If my armchair psychology paints the book as dull or stodgy, that’s not my intent; it’s very accessible and engaging, never stopping you dead and beating you with grandiose concepts. Rather, it raises issues that crop up often enough to make you ponder, later, what the author is getting across; it’s sometimes frustrating to spot its intellectual discourse, its brilliance, and ponder through Delany’s insinuations in fits and grasps as you surmount its slopes. (I’ve seen several people say, as a compliment, that reading Delany makes them feel like their IQ is bleeding away; the novel aims to fly over the reader’s head, and not everyone likes that feeling of being out of their depth.) The novel never talks down to you—though you can accuse it of being pretentious, Delany being a self-proclaimed child prodigy—nor does it stoop to long, dry monologues of explanation: it’s all here, ready and eager to be read, but what it means depends on the amount of thought you pour into it. (I’m still not entirely sure what all was going on; I’ll re-read this one in another year or two, and ponder it some more in the meantime.)

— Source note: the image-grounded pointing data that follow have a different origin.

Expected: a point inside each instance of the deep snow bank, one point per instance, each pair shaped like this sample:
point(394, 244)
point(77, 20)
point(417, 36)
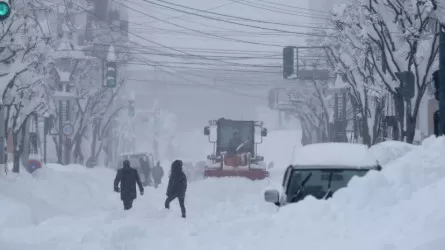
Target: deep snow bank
point(53, 191)
point(400, 208)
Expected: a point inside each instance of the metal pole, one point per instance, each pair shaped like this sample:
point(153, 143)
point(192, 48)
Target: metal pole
point(2, 137)
point(442, 80)
point(44, 141)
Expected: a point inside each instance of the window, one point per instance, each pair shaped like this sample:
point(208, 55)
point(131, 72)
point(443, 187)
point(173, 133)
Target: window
point(317, 182)
point(226, 129)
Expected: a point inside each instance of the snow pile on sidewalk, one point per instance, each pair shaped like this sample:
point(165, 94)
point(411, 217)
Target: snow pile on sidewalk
point(55, 190)
point(399, 208)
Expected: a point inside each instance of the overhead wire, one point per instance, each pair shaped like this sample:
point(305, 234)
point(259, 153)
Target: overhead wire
point(281, 11)
point(236, 23)
point(236, 17)
point(153, 42)
point(171, 73)
point(294, 7)
point(198, 31)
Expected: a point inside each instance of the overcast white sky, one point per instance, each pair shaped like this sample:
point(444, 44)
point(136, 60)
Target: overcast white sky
point(172, 46)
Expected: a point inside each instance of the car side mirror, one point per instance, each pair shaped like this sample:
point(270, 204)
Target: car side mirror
point(264, 132)
point(206, 130)
point(272, 196)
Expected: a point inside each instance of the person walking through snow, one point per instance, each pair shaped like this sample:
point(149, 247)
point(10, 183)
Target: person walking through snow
point(128, 178)
point(158, 173)
point(177, 186)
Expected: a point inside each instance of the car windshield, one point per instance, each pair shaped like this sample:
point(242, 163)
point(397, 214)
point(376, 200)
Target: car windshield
point(319, 182)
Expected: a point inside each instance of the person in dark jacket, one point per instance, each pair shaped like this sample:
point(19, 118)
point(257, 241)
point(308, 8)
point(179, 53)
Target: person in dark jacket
point(158, 173)
point(146, 170)
point(234, 143)
point(128, 178)
point(177, 186)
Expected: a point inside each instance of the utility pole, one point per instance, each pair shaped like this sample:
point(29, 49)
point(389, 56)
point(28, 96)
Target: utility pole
point(441, 79)
point(5, 9)
point(2, 137)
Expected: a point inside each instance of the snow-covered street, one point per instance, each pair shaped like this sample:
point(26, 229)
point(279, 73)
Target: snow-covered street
point(70, 207)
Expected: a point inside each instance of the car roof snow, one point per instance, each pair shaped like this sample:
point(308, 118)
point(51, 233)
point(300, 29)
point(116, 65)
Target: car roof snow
point(334, 155)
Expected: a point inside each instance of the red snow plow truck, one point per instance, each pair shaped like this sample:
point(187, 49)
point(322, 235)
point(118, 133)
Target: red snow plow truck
point(235, 149)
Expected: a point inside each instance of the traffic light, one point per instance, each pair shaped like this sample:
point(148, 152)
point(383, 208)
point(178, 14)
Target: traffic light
point(288, 62)
point(131, 109)
point(406, 79)
point(111, 75)
point(436, 81)
point(5, 9)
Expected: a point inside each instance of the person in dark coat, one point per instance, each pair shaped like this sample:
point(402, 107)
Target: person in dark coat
point(234, 143)
point(128, 178)
point(146, 170)
point(177, 186)
point(158, 173)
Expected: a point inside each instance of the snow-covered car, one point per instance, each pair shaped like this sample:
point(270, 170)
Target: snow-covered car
point(321, 169)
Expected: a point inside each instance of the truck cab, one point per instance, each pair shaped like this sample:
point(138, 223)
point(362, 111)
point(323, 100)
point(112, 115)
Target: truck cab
point(320, 170)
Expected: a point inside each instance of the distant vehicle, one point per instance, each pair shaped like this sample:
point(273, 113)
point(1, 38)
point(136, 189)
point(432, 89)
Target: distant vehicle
point(235, 149)
point(319, 170)
point(134, 163)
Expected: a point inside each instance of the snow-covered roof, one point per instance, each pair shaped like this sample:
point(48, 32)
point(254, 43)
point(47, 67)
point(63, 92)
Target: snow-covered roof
point(134, 153)
point(64, 75)
point(345, 155)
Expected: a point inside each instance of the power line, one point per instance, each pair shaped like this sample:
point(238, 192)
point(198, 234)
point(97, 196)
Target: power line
point(294, 7)
point(231, 22)
point(179, 16)
point(150, 41)
point(161, 67)
point(282, 11)
point(240, 18)
point(197, 31)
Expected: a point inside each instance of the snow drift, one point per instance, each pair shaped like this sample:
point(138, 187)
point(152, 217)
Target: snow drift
point(399, 208)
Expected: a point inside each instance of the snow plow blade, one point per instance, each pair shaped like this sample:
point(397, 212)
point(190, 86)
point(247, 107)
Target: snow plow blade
point(252, 174)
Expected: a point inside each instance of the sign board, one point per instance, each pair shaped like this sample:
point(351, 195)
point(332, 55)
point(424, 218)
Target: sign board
point(306, 63)
point(33, 165)
point(282, 98)
point(67, 129)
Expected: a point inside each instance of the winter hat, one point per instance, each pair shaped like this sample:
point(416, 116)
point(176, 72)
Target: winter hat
point(177, 165)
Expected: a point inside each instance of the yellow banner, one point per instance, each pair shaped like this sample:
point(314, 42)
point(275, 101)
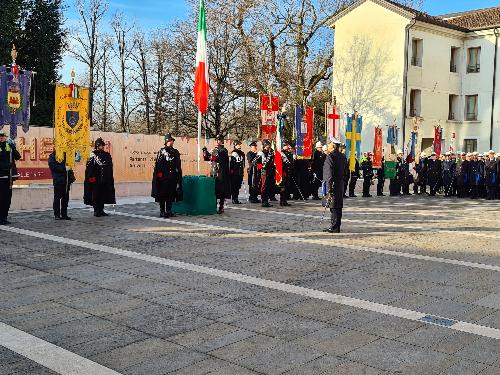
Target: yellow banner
point(72, 124)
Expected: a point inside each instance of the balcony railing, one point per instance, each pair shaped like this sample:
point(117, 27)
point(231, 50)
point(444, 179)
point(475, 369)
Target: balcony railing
point(472, 116)
point(475, 68)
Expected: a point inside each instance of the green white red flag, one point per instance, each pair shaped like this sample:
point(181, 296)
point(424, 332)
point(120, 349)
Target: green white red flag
point(201, 74)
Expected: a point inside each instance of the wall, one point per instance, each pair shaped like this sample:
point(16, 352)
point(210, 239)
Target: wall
point(133, 155)
point(385, 31)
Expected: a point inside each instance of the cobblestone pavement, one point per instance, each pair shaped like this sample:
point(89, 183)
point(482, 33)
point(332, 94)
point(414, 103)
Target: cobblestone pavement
point(411, 286)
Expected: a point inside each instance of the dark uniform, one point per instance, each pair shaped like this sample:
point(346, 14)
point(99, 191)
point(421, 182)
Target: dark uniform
point(433, 175)
point(167, 178)
point(491, 169)
point(99, 185)
point(354, 175)
point(265, 179)
point(62, 178)
point(286, 186)
point(236, 171)
point(448, 177)
point(8, 174)
point(317, 163)
point(252, 173)
point(333, 175)
point(381, 180)
point(219, 158)
point(367, 168)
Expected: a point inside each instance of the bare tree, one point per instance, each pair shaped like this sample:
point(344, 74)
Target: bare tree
point(87, 42)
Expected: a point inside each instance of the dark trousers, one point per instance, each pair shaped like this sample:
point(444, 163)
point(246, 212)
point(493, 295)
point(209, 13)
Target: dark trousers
point(336, 217)
point(5, 198)
point(61, 199)
point(380, 186)
point(491, 192)
point(236, 182)
point(352, 185)
point(366, 186)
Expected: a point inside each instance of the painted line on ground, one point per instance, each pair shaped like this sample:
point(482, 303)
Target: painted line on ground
point(49, 355)
point(324, 242)
point(273, 285)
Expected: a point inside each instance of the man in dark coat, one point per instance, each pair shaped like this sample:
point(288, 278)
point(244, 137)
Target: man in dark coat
point(62, 178)
point(99, 185)
point(219, 158)
point(448, 175)
point(252, 174)
point(166, 186)
point(317, 163)
point(354, 175)
point(491, 176)
point(367, 168)
point(433, 173)
point(381, 179)
point(267, 172)
point(286, 186)
point(333, 175)
point(8, 174)
point(236, 171)
point(463, 176)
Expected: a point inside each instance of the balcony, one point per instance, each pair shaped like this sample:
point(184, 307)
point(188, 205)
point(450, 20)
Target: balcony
point(475, 68)
point(471, 116)
point(416, 61)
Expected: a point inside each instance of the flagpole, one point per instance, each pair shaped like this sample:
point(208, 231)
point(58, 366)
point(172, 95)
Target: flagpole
point(199, 141)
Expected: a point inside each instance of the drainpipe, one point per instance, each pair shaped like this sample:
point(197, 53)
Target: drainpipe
point(405, 79)
point(497, 33)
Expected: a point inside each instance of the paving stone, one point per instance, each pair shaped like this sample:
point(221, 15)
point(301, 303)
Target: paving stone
point(394, 356)
point(280, 358)
point(336, 341)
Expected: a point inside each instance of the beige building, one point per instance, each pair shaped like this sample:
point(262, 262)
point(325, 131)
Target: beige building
point(397, 65)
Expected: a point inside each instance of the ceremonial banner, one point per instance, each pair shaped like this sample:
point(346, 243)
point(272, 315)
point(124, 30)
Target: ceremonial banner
point(332, 121)
point(390, 169)
point(269, 107)
point(304, 132)
point(438, 139)
point(15, 90)
point(72, 125)
point(378, 148)
point(278, 161)
point(353, 139)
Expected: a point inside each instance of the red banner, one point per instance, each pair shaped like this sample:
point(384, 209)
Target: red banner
point(269, 107)
point(378, 148)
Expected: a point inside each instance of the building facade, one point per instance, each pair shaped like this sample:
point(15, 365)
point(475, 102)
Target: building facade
point(396, 65)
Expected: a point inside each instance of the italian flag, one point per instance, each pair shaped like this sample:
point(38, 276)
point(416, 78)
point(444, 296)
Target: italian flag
point(201, 74)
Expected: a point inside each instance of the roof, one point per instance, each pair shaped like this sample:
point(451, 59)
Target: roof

So, a high recommendation, but also several caveats and warnings: here be dragons, and the hodgepodge of hallucinogenic postmodernism, pseudo-intellectualism, self-referentiality, and genre irreverence that was the New Wave. (Plus enough generalized eclectic weirdness to cause readers to wonder, “Just how much drugs were they taking?”) It’s not as accessible as all the other stuff I review on here, like traditional hard SF or space opera or cyberpunk, subgenres which it shares only a parent umbrella genre and some passing similarities. It’s a book that starts with telling—technically, worse, a quote from Finnegans Wake—and has no ending, which should annoy the hell out of me… but it doesn’t. New Wave SF is a flavor not everyone finds palatable. It left a huge impact, expanding the boundaries of SF: not in creative setting or prophetic science, but, as this book does, in vision, style, and literary technique.